With stock options winding up in the hands of people who know little about the basics of investing, we thought some plain-spoken advice may be in order. For example, what criteria should employees consider when evaluating the significance of a financial institution's options program?

To help us provide an answer, we turned to two experts: Ryan Weeden, the project director in broad-based stock options for the National Center for Employee Ownership, Oakland, Calif.; and Howard Golden, a principal with William M. Mercer Inc., a New York-based human resources consulting company.

Here are several points worth considering:

The stock price's expected gain

All the options in the world amount to a hill of beans-or less-if the underlying stock doesn't someday move above the exercise price. "Option holders are future shareholders," says Mr.

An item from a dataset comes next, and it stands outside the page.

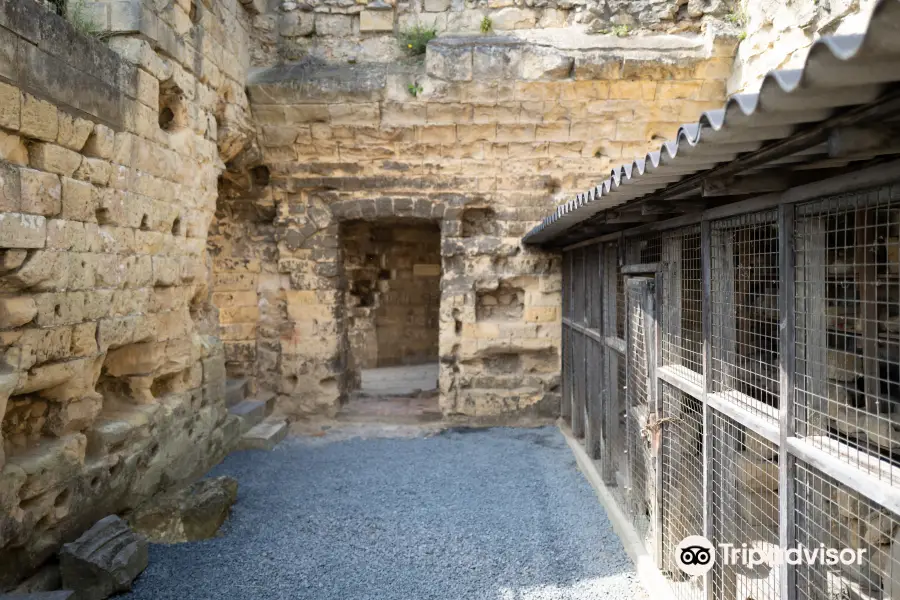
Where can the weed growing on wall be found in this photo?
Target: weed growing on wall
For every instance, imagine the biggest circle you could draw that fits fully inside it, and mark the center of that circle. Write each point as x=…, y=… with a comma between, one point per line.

Weeden, adding that employees need to do a little old-fashioned fundamental research on the earnings prospects of their company.

The regularity and size of the offering

Obviously, options on 200 shares are better than those on 100. But some companies are making option grants an annual or semiannual gift, while others refrain from such a commitment. Find out what your company is doing.

The vesting period

Many companies won't let you keep all the gains related to the exercise of options and the resulting sale of stock unless you have worked there for a certain length of time. With "gradual vesting," a company might allow you to vest 20% each year for five years. This is the case at the Travelers Group. Other companies use "cliff vesting," which allows for 100% vesting but only after a set number of years.

Finally, R. David Simmons, a principal at Towers Perrin, cautions that stock options should be viewed in the context of a company's overall compensation package. "Are these options coming in addition to a good salary or in lieu of a good salary?" he asks.

If the answer is "in lieu of," then the employee needs to weigh the expected future gains of his or her options package against the cost of forfeiting a better salary and bonus somewhere else.